The use of Large Language Models (LLMs) to support patients in addressing medical questions is becoming increasingly prevalent. However, most of the measures currently used to evaluate the performance of these models in this context only measure how closely a model's answers match semantically, and therefore do not provide a true indication of the model's medical accuracy or of the health equity risks associated with it. To address these shortcomings, we present a new evaluation framework for medical question answering called VB-Score (Verification-Based Score) that provides a separate evaluation of the four components of entity recognition, semantic similarity, factual consistency, and structured information completeness for medical question-answering models. We perform rigorous reviews of the performance of three well-known and widely used LLMs on 48 public health-related topics taken from high-quality, authoritative information sources. Based on our analyses, we discover a major discrepancy between the models' semantic and entity accuracy. Our assessments of the performance of all three models show that each of them has almost uniformly severe performance failures when evaluated against our criteria.

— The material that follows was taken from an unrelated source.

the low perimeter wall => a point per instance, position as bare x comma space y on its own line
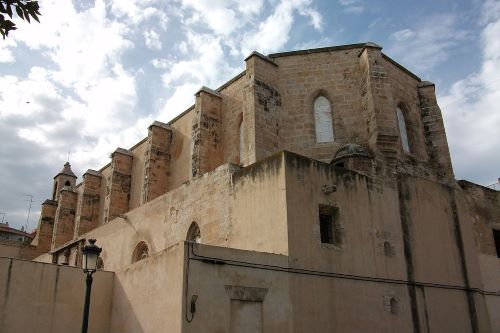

Our findings indicate alarming performance disparities across various public health topics, with most of the models exhibiting 13.8% lower performance (compared to an overall average) for all the public health topics that relate to chronic conditions that occur in older and minority populations, which indicates the existence of what's known as condition-based algorithmic discrimination. Our findings also demonstrate that prompt engineering alone does not compensate for basic architectural limitations on how these models perform in extracting medical entities and raise the question of whether semantic evaluation alone is a sufficient measure of medical AI safety.